2012 or What the cuckoo teaches us
by Thomas Wagner | Jan 1, 2012
Graphic: Dimitrios Tsatsas, Stylepark

The Horsfield's bronze cuckoo is a pretty bird and a smart parasite. Last year a team of Australian researchers found out that not only does it adapt the color and pattern of its eggs to those in a foreign nest. And the freshly hatched cuckoos externally resemble the chicks of the brood into which they have emerged – in terms of both skin color, the color of their open beaks and at times even their fluff. The scientists presume that this is a response to especially distrustful host birds. For the latter tend to throw not only strange eggs out of their nests, but also young birds that they find suspicious too. By imitating the color of the host's brood, the young cuckoos prevent that deadly ejection. The deception lasts for eight days, and then the host parents have accepted all the chicks and the cuckoo slowly assumes the appearance of its own species.

In an interview with the online edition of the "Die Zeit" weekly philosopher Slavoj Žižek responded last August to the question whether we live in "end times" by saying: "As I say in my book on 'End Times', I am not interested in individual disasters. I am interested in the crisis of global capitalism from the perspective of a critique of political economy. We're heading for the zero point of capitalism at different levels, ecology, bioengineering, intellectual property and new forms of apartheid. The great utopia today is the fact that we can maintain this system for an infinitely long period with just a few cosmetic changes."

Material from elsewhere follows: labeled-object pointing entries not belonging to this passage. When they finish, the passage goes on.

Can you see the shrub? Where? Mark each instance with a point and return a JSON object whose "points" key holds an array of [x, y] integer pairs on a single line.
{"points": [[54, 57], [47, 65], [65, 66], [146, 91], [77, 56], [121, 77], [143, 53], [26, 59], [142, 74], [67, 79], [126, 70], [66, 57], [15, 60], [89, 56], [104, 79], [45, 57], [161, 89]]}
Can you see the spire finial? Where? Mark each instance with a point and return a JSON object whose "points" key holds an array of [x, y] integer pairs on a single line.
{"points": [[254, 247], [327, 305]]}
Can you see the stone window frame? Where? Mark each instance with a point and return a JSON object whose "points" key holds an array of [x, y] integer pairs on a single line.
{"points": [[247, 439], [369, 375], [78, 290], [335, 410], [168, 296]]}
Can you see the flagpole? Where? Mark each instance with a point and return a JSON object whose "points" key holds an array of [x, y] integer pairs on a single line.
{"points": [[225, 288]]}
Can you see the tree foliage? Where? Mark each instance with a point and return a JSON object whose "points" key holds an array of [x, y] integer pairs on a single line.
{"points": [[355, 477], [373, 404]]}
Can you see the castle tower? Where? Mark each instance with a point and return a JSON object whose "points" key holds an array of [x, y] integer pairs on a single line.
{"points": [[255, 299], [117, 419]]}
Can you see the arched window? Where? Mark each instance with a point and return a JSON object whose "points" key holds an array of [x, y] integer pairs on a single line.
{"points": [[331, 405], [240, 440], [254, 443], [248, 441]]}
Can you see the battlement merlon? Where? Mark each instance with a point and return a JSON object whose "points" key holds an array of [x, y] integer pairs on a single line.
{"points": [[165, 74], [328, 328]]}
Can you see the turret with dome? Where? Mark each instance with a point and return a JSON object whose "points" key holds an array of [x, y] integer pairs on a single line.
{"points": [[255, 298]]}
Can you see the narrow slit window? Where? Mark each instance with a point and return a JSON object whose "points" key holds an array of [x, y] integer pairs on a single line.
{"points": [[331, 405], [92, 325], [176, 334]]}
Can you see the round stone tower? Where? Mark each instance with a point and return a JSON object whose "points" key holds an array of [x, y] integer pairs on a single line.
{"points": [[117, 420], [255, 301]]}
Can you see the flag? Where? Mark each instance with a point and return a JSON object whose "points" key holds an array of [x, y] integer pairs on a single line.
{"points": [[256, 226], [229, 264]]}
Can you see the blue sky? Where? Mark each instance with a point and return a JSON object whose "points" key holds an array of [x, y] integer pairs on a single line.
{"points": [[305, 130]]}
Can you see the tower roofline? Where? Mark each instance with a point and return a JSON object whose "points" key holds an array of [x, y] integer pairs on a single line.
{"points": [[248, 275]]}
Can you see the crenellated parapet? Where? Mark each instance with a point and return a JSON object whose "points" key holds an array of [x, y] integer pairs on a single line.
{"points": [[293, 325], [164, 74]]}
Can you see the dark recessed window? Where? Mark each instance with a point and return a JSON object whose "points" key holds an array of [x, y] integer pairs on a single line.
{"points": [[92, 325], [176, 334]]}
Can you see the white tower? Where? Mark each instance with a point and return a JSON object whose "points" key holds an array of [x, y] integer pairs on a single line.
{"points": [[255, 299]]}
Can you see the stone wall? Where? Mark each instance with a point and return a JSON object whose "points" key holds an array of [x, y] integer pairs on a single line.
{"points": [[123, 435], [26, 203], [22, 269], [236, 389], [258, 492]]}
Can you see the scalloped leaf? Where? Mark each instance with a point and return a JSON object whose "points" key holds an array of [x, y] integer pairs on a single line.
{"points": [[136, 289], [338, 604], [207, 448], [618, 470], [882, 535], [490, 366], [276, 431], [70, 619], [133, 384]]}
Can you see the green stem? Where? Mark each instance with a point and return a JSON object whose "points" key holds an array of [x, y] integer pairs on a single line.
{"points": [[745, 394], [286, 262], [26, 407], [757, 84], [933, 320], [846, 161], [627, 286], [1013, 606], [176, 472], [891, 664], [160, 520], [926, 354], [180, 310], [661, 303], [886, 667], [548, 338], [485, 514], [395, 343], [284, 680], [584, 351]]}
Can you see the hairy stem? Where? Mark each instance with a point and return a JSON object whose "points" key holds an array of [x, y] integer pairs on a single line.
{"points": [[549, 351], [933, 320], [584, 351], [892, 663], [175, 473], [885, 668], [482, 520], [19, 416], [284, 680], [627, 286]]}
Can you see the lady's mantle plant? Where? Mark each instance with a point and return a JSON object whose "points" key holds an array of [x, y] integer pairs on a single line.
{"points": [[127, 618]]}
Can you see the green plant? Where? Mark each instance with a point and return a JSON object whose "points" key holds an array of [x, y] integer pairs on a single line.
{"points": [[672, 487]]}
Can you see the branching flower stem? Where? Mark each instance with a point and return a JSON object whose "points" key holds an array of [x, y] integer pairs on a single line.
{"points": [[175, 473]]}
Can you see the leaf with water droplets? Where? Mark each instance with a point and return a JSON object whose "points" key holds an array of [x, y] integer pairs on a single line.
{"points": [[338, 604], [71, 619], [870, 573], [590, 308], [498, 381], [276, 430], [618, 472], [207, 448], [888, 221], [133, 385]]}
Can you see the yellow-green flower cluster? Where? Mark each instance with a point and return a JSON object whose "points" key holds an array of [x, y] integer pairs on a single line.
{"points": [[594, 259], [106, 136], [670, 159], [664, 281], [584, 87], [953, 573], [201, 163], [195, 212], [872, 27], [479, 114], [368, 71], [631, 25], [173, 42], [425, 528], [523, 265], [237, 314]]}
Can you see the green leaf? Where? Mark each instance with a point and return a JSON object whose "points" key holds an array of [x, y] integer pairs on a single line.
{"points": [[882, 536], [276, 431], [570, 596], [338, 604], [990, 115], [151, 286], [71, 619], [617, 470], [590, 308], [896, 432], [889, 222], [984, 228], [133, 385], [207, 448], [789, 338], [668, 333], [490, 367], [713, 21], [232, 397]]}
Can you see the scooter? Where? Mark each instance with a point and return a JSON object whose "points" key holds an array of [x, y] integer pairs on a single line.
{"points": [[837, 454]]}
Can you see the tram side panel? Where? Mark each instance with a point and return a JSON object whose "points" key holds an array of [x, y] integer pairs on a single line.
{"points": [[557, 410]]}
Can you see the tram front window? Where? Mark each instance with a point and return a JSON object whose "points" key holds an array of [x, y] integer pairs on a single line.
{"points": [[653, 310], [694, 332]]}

To which one need simply respond: Cuckoo! Or did the bird not show a little economic-cosmetic chuzpe? It mocks its host the way all the financial jugglers make fun of their clients. It uses the power of disguise and dissemblance like any clever ad man or marketing CEO. And it prevents itself getting ejected from the profit zone (i.e,, going bust) by shamelessly copying someone else's "products". Now let us not do the little bird an injustice and make nature responsible for capitalism's aberrations. We are cuckoos, no one else. And one thing is clear: we'll never be able to crunch numbers as skillfully as the bankers or politicians. But since we don't know what they will do with the 2 the 0 the 1 and the 2, this year-end we're back left to our own resources and forced to rely on a little fundamental numeral mysticism.

So let's leave that distinction between seconds, minutes, hours, days and years, and it's quite arbitrary for our feeling for time anyway, aside for a moment and in the case of 2012 that leaves the 20, which will have to get by for a whole century, and focus on the "12". Twelve. What a number! One short of the baker's dozen: 12 bottles in a crate and only football has to get by with 11. And haven't we for decades had to put up with the mantra that it's "five minutes before 12"? Something always seemed to be heading right our way, something immutable about to happen that would top everything that has gone before. And now of all things, suddenly: Twelve!

Meaning, if not end times, than an end game? Are we now entering the historical witching hour? Have we arrived? If so, where? In a time where there are no more excuses? Arrived in a wide open field to which the hand does not yet point? If it's 12 the two hands of the clock overlap, and everything on the wide round face of time seems open and undetermined. As if that interests a cuckoo?

"Five and seven, those holy numbers, rest in twelve," writes Schiller. And just as the 12 has such an extraordinary impact, do we suddenly too? If we believe the Ancient Babylonians, then the moon travels as the "ruler of the months" through 12 houses. The Ancient Egyptians opted for 12 gates to Heaven and 12 gates to the underworld. Indeed, in the Levant the 12 became a crucial round number: The 12 tribes of Israel were never actually 12 in history and yet formed a unity; the High Priest's breastplate bore 12 jewels; the Savior had to pass through the 12 stages of the Cross, Holy Jerusalem had 12 gates, and 12 times 12 Chosen Ones adore the Lamb of God. While Christ is viewed as the Day, the 12 Apostles reference the 12 hours of the day. And because 12 is three times four, it is the task of the 12 disciples he has gathered around him to spread the belief in the Trinity to the four corners of the Earth. The trend to divide leading figures into groups of 12 is also to be found in Islam, for example when the Shiites list the sequence of Imams who as descendants of Muhammad are the rightful heads of the community, through to the 12th Imam.

Irrespective of how we may interpret such constellations, we will always end up accepting that our deeds somehow seem bound up in many ways with a cosmic rhythm. But doesn't the Christian version of the numbers game offer unexpected opportunities? If someone such as Christ managed to gather 12 faithful men around him, could he then change the world? Twelve upright men should suffice! But where are they? And why did the poets of yore so adore the cuckoo and equate it with the spring of their lives? No worries, the clock will strike 13 fast enough, you'll see!